Escrita por Filipe Manuel Neto em 12 dezembro 2023

A maldade do dinheiro, uma carnificina brutal e um casamento por amor num filme de altos e baixos.

Quantas vezes nós, comuns contribuintes, não pensamos no hipotético lado sombrio que nos agradaria existir naquelas famílias ricas do meio empresarial, da política e das artes? Para muitas pessoas, a inveja é algo muito natural. Outras, como eu, preocupam-se mais com a origem lícita das fortunas do que com qualquer outra questão (o que me importa é que os ricos ganhem honestamente o seu dinheiro, o resto sinto que não me diz respeito) e outras pensam que, sendo o dinheiro algo tão terreno e eventualmente maléfico, todas as grandes fortunas têm alguma dose de perversidade. Ao contrário de pessoas como eu, que encaro o dinheiro como uma ferramenta que pode ser bem ou mal usada, há imensa gente que associa ao dinheiro essa carga malévola.

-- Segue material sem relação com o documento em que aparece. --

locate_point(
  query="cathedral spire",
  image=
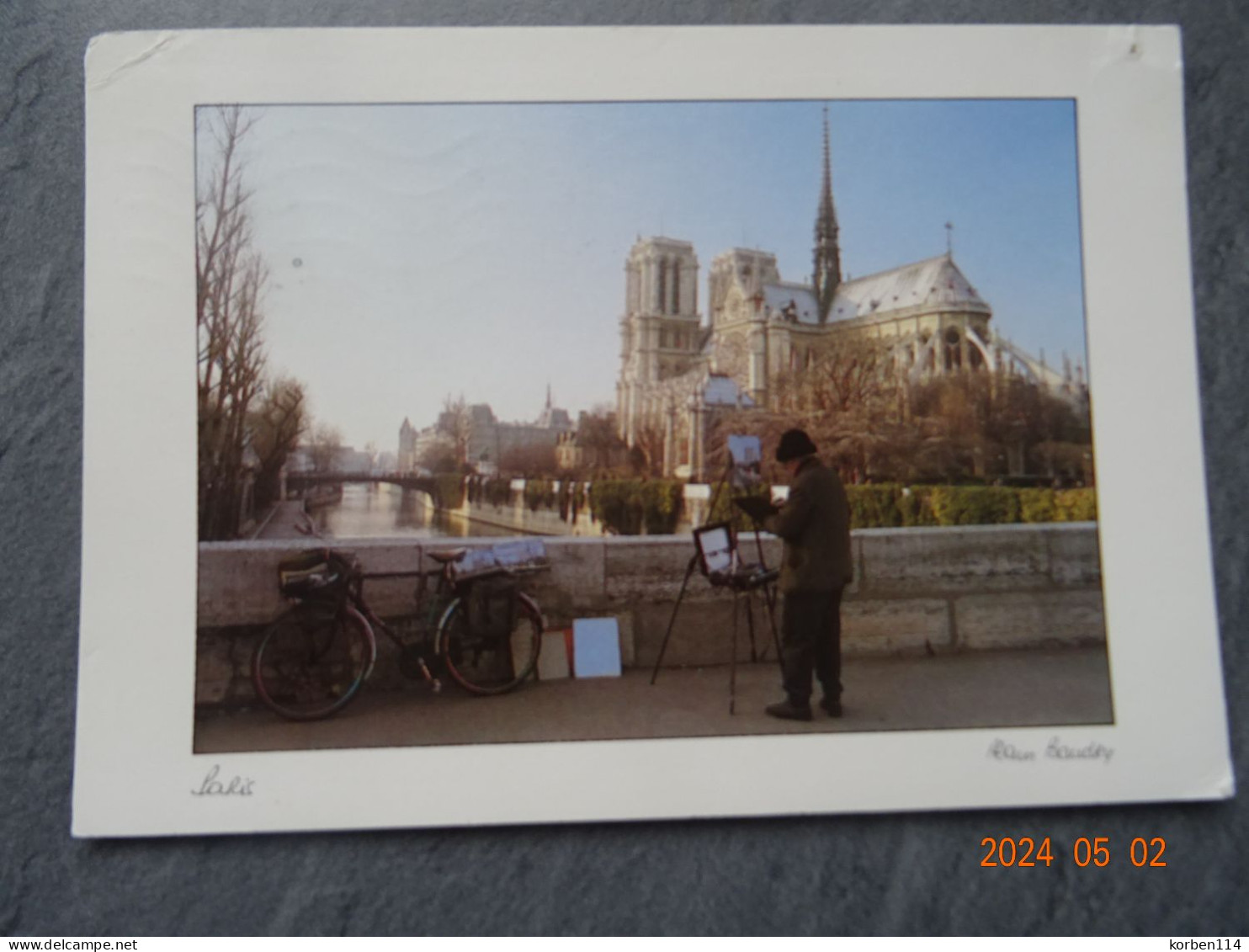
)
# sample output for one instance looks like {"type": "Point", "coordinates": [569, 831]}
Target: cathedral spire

Este filme começa por aí e cria em torno de uma família abastada toda uma história de satanismo, carnificina e ausência de escrúpulos. Tudo se passa no dia do casamento que o filho primogénito do patriarca resolveu à revelia da família. A jovem noiva, para que a família a aceite, terá de jogar um misterioso jogo tradicional que todos eles têm de jogar num dado momento. Um ritual de iniciação maluco numa sala de caça cheia de armas e de animais embalsamados. O que se segue é a previsível carnificina. E eu digo que isto é previsível porque o filme é estupidamente fácil de adivinhar, sendo esse o ponto fraco de todo o enredo. Como filme de terror, só funcionará para os que tiverem estômago fraco para cenas sangrentas: sim, o filme tem bastante gore, mas já vi coisas piores.

Tecnicamente, o filme tem os seus altos e baixos. Aproveitando muito bem os locais que a produção conseguiu para filmar no Canadá, incluindo uma mansão-museu famosa, os cenários e figurinos são excelentes e dignos de uma produção bastante mais cara. Não é um filme de baixo orçamento, nota-se que a produtora investiu no projecto, mas não me parece que seja propriamente a primeira aposta para uma temporada de cinema: efeitos visuais e sonoros convincentes e eficazes ajudam bastante e a edição foi bem executada. A banda sonora tem os seus momentos espirituosos, mas em contraste a cinematografia é excessivamente tremida e, ocasionalmente, mal enquadrada.

Com apostas tão aparentemente pesadas, foi uma pena sentir que a produção foi buscar um elenco de terceiro escalão para o projecto. Os protagonistas não são maus, mas falta-lhes a experiência de projectos de primeira água com colegas mais calejados: Samara Weaving fez uma personagem secundária em “Três Cartazes…”, Mark O’Brian foi fazer outra em “Arrival” e Adam Brody participou em “Sr. e Sra. Smith”, mas é só. São actores a competir pelo seu espaço ao sol, um desejo lícito, mas sem experiência e ainda um pouco crus. Em abono da verdade, o filme também não lhes dá personagens desafiantes ou situações complexas. A melhor actriz aqui é Andie MacDowell, mas está longe de mostrar as qualidades que vimos nos seus trabalhos mais antigos. O canadiano Henry Czerny faz o que pode e é notável, mas não pode salvar o filme sozinho.